Star Tribune Editorial

Watch the trend lines on children's well-being.

Five years ago, the respected annual Kids Count assessment of children's well-being ranked Minnesota the second-best place to grow up among the 50 states. The latest edition, released last week by the Annie E. Casey Foundation, puts Minnesota in fourth place.

We'll leave for politicians to point out that Minnesota is still scored as a better place to grow up than 46 other states. (That's bound to be how these data are greeted by one or more incumbents near you.)

Where Minnesota ranks on a well-documented indicator such as this one is important. But what should be of greater interest, especially in an election year, is the direction of a state's trend lines. That reveals whether or not a state's policies are effective in improving the lot of its children.

On six of the 10 key Kids Count measures, Minnesota's numbers have been moving in the wrong direction since 2000 (see the adjacent list.) In two categories, the wrong-way change has been precipitous: The number of children living in poverty in Minneota is up 22 percent, and the number of teens neither in school nor the workforce is up 50 percent.

To those reasons to be concerned, add a third: In April, Children's Defense Fund Minnesota reported that between 2001 and 2004, the number of uninsured Minnesota children under age six grew by 11,000, or more than 10 per day.

The question that belongs before Minnesota voters this fall isn't where this state has been. It's where Minnesota is headed -- and whether that's the direction voters want their state to go.

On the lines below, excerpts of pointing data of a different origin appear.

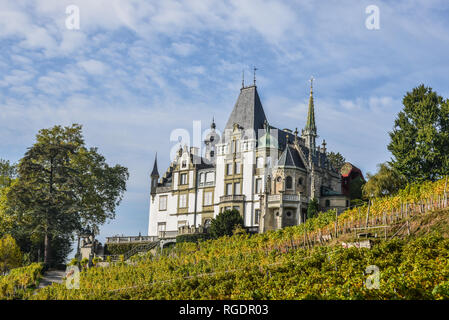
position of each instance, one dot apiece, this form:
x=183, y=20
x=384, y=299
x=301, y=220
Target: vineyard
x=20, y=281
x=300, y=262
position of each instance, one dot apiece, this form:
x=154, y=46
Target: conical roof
x=248, y=112
x=310, y=124
x=290, y=158
x=155, y=172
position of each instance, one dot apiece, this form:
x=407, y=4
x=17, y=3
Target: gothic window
x=237, y=168
x=184, y=178
x=208, y=198
x=229, y=169
x=183, y=201
x=289, y=182
x=259, y=162
x=237, y=188
x=259, y=185
x=210, y=177
x=256, y=216
x=162, y=203
x=229, y=189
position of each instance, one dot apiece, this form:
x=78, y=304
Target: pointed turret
x=248, y=112
x=155, y=172
x=309, y=131
x=154, y=177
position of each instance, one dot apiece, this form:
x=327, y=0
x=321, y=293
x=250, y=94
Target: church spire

The downhill slide since 2000 detected in the Kids Count report coincides with a decline in state investment in education and social services as a percentage of this state's total personal income in the same years. The prosperity that was promised when the Legislature cut taxes in 1999, 2000 and 2001 evidently has not made life better for Minnesota's poor children.

Voters are right to ask this year's candidates for governor and the Legislature how they plan to turn the trend lines back in the right direction.